In the JOB context, parameters
will be the row of the DataFrame that
pertains to that job instance. In the INTERACTIVE context,
parameters
will be the row that corresponds to
interactive_index
.
We unschedule the jobs here so that your Seeq Data Lab isn’t loaded down with executing this tutorial.
spy.jobs.unschedule()
Do something cool
Now, based on the parameters in parameters
, you can do something
interesting. In this example we’ll push a condition to a new (small)
asset tree.
parameters
Let’s pretend that we have a spiffy algorithm that can determine the health of our asset by looking at a couple of signals.
health_data_df = spy.pull(spy.search({
'Asset': parameters['ID'],
'Name': 'Temperature'
}), header='Name')
health_indicator = health_data_df.mean()['Temperature']
health_status = 'HEALTHY' if health_indicator > 80 else 'UNHEALTHY'
metadata_df = pd.DataFrame([{
'Path': 'Parameterized Jobs Tutorial',
'Asset': f'{parameters["Name"]}',
'Name': 'Job Executions',
'Type': 'Condition',
'Maximum Duration': '1h'
}])
metadata_df
import datetime
start = datetime.datetime.now().isoformat()
end = (datetime.datetime.now() + datetime.timedelta(minutes=5)).isoformat()
capsule_data = pd.DataFrame([{
'Capsule Start': pd.to_datetime(start),
'Capsule End': pd.to_datetime(end),
'Health': health_status
}])
capsule_data
spy.push(capsule_data, metadata=metadata_df)
Scheduling from a separate notebook
The spy.jobs.push()
function accepts a datalab_notebook_url
parameter, so that a job can be pushed to another notebook to which you
have access. A common use case for this would be to enable a user of an
Add-on Mode notebook to configure a scheduled notebook through form
input. In such a scenario, the parameters specified by completion of the
form would need to be passed to the scheduled notebook.
path_to_here = '/notebooks/SPy%20Documentation/Advanced%20Scheduling/Parameterized%20Jobs.ipynb'
this_notebook_url = f'{spy.utils.get_data_lab_project_url()}{path_to_here}'
spy.jobs.push(schedule_df, spread='6 hours', datalab_notebook_url=this_notebook_url)
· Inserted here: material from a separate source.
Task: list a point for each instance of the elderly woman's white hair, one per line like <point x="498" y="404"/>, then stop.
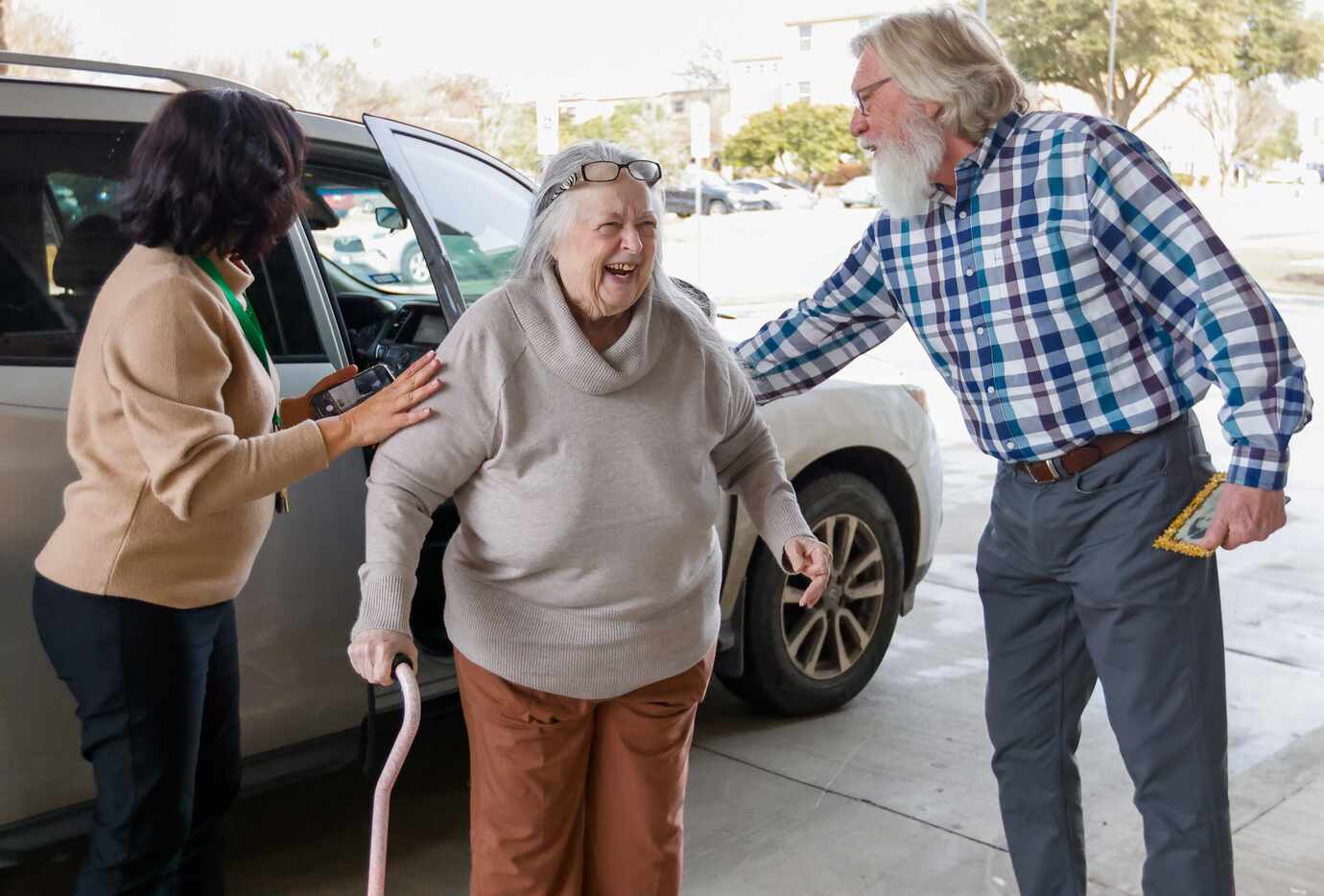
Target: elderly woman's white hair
<point x="544" y="229"/>
<point x="950" y="58"/>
No additional work is needed to ensure the parameters are available in
the target Notebook. The schedule_df
used in the call to
spy.jobs.push()
is automatically pickled to a .pkl file in the
_Job DataFrames
folder of the Notebook being scheduled. To retrieve
the parameters for a specific job in the jobs DataFrame from the
scheduled Notebook, just call spy.jobs.pull()
:
parameters = spy.jobs.pull(interactive_index=1)
parameters
The JOB and INTERACTIVE contexts still apply as described
earlier in this tutorial. Use the interactive_index
to control which
row is returned by spy.jobs.pull()
in the interactive context.
The push
and pull
methods can both be used with an additional
label
argument, which is useful for enabling reuse of a single
Notebook with different parameters. For example, if it is desired to
have one schedule per user for a given notebook, the user’s ID could be
used as a label. This will ensure that two distinct users can schedule
the same notebook, possibly with distinct parameters created from a
separate notebook or from another application, without unscheduling the
other user’s jobs.
Another use for a label would be enabling the scheduling of a single
notebook from different Workbench Analyses using an Add-on Tool. In this
case, a convenient label would be an encoding of the Workbook and
Worksheet IDs of the origin worksheet, e.g.,
workbookId=77953A64-0675-47AE-826F-DEE1FD7AB4C5&worksheetId=5C83DF79-D725-4756-BBE6-4D2D1525D4FF
.